Fast binary serialization and storage for ASE Atoms.

These details have been verified by PyPI

Project links

Owner

zincware

GitHub Statistics

These details have not been verified by PyPI

Project links

Discord

Project description

asebytes

Storage-agnostic, lazy-loading data layer with pluggable backends (LMDB, Zarr, HDF5/H5MD, HuggingFace Datasets, ASE file formats). Three IO tiers — raw bytes, structured dicts, and ASE Atoms — each with full sync and async APIs plus pandas-style column views.
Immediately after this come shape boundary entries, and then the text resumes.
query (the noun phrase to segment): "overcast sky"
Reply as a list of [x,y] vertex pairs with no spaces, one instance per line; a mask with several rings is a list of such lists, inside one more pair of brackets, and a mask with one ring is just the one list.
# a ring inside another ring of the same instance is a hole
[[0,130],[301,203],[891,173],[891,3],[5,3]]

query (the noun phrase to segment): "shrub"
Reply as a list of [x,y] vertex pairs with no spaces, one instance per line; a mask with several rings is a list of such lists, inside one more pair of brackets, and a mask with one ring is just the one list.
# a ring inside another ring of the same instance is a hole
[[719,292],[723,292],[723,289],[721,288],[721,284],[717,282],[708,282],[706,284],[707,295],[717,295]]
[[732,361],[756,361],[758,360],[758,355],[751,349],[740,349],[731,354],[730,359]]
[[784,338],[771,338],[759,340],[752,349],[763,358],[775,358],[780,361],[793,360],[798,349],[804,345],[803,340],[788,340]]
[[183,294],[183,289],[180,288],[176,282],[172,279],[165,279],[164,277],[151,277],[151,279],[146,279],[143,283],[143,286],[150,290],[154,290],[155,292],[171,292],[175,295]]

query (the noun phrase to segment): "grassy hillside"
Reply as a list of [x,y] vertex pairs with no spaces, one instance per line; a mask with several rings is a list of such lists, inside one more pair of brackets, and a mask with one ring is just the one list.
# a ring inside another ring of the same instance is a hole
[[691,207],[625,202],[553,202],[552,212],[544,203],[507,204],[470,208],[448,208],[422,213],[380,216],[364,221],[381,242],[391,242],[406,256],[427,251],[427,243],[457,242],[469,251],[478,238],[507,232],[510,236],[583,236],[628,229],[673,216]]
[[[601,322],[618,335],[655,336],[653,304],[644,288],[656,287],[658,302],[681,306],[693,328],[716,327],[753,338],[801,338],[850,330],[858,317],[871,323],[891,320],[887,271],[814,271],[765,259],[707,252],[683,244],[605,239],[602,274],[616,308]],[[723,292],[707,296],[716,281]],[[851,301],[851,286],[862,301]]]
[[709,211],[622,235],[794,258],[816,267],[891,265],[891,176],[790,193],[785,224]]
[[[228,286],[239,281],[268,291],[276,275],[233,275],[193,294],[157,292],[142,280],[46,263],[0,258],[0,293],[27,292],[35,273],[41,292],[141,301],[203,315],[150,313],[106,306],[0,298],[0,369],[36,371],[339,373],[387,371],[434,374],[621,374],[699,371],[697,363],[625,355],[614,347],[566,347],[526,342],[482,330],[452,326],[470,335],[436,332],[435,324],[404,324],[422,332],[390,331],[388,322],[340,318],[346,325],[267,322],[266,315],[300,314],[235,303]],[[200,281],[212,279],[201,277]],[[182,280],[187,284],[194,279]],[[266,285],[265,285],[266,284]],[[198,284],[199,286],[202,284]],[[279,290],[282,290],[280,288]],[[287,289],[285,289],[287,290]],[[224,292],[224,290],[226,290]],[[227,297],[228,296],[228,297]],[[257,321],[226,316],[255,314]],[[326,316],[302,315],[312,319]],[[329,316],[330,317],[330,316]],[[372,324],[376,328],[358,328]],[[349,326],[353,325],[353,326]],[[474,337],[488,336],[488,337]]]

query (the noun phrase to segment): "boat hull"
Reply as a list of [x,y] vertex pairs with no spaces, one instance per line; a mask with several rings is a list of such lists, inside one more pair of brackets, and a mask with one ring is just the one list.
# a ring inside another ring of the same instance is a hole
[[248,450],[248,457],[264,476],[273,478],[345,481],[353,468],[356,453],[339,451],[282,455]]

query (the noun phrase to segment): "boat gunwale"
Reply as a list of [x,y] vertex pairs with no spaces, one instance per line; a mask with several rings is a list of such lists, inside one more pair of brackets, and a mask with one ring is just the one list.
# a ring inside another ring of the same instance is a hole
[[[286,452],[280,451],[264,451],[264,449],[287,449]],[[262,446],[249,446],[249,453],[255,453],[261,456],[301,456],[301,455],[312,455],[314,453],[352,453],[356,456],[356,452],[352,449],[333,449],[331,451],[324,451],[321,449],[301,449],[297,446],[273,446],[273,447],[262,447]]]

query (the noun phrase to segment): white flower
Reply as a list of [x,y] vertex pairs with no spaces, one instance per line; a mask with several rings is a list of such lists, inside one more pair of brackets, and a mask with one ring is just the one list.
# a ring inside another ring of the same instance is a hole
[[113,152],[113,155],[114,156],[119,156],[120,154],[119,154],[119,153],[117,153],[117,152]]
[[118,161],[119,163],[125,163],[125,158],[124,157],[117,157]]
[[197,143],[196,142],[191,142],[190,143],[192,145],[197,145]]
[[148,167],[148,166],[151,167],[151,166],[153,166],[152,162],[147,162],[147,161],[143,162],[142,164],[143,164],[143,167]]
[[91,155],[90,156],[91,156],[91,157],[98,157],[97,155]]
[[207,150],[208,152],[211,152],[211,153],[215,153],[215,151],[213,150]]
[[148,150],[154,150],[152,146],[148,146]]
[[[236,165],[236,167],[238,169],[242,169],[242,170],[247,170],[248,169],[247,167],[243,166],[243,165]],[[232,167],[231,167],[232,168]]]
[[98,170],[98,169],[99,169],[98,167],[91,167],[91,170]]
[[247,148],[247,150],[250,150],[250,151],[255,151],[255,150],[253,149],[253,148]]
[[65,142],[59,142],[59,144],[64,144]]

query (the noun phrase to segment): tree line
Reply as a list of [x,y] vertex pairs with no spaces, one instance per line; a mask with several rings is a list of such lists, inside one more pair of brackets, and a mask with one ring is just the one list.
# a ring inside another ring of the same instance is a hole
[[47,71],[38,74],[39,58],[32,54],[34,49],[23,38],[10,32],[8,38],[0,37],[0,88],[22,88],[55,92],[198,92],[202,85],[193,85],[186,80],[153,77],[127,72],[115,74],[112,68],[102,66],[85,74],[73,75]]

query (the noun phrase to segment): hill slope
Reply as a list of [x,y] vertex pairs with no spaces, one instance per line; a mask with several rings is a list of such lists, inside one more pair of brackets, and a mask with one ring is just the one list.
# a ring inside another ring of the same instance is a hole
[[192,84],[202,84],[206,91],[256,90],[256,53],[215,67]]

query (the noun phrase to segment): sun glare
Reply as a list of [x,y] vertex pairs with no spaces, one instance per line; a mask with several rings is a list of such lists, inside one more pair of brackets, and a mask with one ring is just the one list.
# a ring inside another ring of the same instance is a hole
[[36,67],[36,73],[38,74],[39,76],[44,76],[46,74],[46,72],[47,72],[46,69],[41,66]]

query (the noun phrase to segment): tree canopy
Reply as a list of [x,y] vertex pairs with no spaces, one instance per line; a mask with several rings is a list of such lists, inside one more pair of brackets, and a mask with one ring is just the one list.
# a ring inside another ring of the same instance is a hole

pip install asebytes[lmdb]      # LMDB backend (recommended)
pip install asebytes[zarr]      # Zarr backend (fast compression)
pip install asebytes[h5md]      # HDF5/H5MD backend
pip install asebytes[hf]        # HuggingFace Datasets backend
pip install asebytes[mongodb]   # MongoDB backend (shared remote storage)
# In-memory backend (MemoryObjectBackend) is built-in — no extras needed

Quick Start

from asebytes import ASEIO

# Sync
db = ASEIO("data.lmdb")
db.extend(atoms_list)
db[0] = new_atoms
atoms = db[0]

# Async
import asyncio
from asebytes import AsyncASEIO

async def main():
    db = AsyncASEIO("data.lmdb")
    await db.extend(atoms_list)
    atoms = await db[0]
    async for atoms in db:
        process(atoms)

asyncio.run(main())

String paths auto-detect the backend from the file extension. Pass a backend instance directly for full control.

Three IO Layers

Class	Async class	Row type	Use case
`ASEIO`	`AsyncASEIO`	`ase.Atoms`	Atomistic simulations
`ObjectIO`	`AsyncObjectIO`	`dict[str, Any]`	Structured data without ASE
`BlobIO`	`AsyncBlobIO`	`dict[bytes, bytes]`	Raw bytes, zero deserialization

ASEIO — Atoms objects

from asebytes import ASEIO, AsyncASEIO

# Sync
db = ASEIO("atoms.lmdb")
db.extend(atoms_list)
db.update(0, calc={"energy": -10.5})
atoms = db[0]                  # ase.Atoms

# Async
db = AsyncASEIO("atoms.lmdb")
await db.extend(atoms_list)
atoms = await db[0]            # ase.Atoms
await db.update(0, calc={"energy": -10.5})

ObjectIO — plain dicts

from asebytes import ObjectIO, AsyncObjectIO

# Sync
db = ObjectIO("records.lmdb")
db.extend([
    {"arrays.numbers": [29], "calc.energy": -3.5},
    {"arrays.numbers": [26], "calc.energy": -8.3},
])
row = db[0]  # {"arrays.numbers": [29], "calc.energy": -3.5}

# Async
db = AsyncObjectIO("records.lmdb")
await db.extend([{"arrays.numbers": [29], "calc.energy": -3.5}])
row = await db[0]

BlobIO — raw bytes

from asebytes import BlobIO, AsyncBlobIO

# Sync
db = BlobIO("blobs.lmdb")
db.extend([{b"key": b"value"}, {b"key": b"other"}])
row = db[0]                    # {b"key": b"value"}

# Async
db = AsyncBlobIO("blobs.lmdb")
await db.extend([{b"key": b"value"}])
row = await db[0]

JSON

Serialize ase.Atoms through stdlib json using two encoder/decoder classes. The wire format is a compact base64-of-msgpack envelope — the same binary path used by asebytes.encode / asebytes.decode.

import json

import ase
import asebytes
import molify

frames: list[ase.Atoms] = molify.smiles2conformers("CCO", numConfs=3)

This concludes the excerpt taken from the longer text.